The young girl smiled for a second, and took what I can only assume was a crap in her pants, then scampered off to grab my order.

"Here ya go" screamed Stacy (or so her nametag said in crayon) as she threw a bag in my car with a handfull of napkins and placed the soda in my hand.
"Why thank you Stacy," I said giving her a little scratch behind the ears to the delight of her shaking foot.

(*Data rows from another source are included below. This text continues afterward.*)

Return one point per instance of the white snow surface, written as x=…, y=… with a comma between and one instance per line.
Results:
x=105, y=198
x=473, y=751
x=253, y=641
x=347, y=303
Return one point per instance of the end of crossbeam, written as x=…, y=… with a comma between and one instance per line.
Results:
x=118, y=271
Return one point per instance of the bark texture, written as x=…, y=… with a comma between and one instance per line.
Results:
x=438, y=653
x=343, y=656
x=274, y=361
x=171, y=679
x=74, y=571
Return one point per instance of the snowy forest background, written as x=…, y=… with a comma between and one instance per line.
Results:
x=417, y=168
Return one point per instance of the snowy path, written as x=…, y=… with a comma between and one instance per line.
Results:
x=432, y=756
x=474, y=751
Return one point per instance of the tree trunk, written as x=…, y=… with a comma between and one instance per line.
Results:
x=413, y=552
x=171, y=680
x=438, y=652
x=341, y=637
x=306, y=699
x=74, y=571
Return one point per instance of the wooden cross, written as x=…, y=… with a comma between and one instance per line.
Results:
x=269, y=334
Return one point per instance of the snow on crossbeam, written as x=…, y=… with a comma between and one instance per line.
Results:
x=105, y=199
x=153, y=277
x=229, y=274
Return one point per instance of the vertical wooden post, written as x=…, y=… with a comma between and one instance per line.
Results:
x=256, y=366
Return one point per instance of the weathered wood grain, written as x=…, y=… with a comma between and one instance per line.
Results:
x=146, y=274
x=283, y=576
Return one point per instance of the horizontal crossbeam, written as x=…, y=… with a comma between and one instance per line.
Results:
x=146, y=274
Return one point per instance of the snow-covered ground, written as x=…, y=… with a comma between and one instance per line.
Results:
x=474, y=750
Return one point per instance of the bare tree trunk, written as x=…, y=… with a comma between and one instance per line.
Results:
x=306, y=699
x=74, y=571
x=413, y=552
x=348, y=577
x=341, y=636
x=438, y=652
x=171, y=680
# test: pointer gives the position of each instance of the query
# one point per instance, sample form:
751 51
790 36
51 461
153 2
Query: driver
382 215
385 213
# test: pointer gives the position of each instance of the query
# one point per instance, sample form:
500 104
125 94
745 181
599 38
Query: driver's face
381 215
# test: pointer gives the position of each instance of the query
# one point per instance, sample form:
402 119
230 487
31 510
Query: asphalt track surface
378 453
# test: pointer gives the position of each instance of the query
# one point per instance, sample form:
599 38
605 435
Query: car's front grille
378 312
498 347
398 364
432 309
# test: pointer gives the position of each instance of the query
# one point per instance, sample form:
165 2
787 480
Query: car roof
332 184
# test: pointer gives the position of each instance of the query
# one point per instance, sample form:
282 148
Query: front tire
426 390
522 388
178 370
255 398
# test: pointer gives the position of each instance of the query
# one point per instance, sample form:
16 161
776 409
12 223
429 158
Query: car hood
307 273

I almost drove away, but I remembered to check into the bag before skidding away.
"YOU FUCKIN RETARD" I screamed, throwing a happymeal dead center at her face, "WHAT IS THIS SHIT?, BAD"

she must have realized she had done wrong, and dragged away slowly , coming back with her head down.

"Thank you Stacy," I said as condescendingly as possible while taking the new bag.

She went to close the window and walk away
"NO, WAIT, STAY, SIT.... .Ok, STAND BACK UP,S TAY"
I ruffled through the new bag , stopping quickly at the orange paper wrapped sandwich,

Seconds later I was crawling into the drivethru window, already slapping Stacy sideways with a McFish sandwich. Within moments I had her on her back with my knee across her neck slapping her back and forth with the sandwich, accentuating every no with a loud sharp, "BAD BAD BAD BAD BAD BAD"

The mongloid manager began to run towards me, mop in hand
"you stop," I said to him firmly, causing him to stop shortly, drop his mop and once again take what I can only assume to be a crap in his pants.

I felt I had made my point clearly enough, grabbed a few sandwiches out of the hotplate and a couple handfuls of fries, threw them all in a bag, and crawled back out the drive through window and into my car to a standing ovation.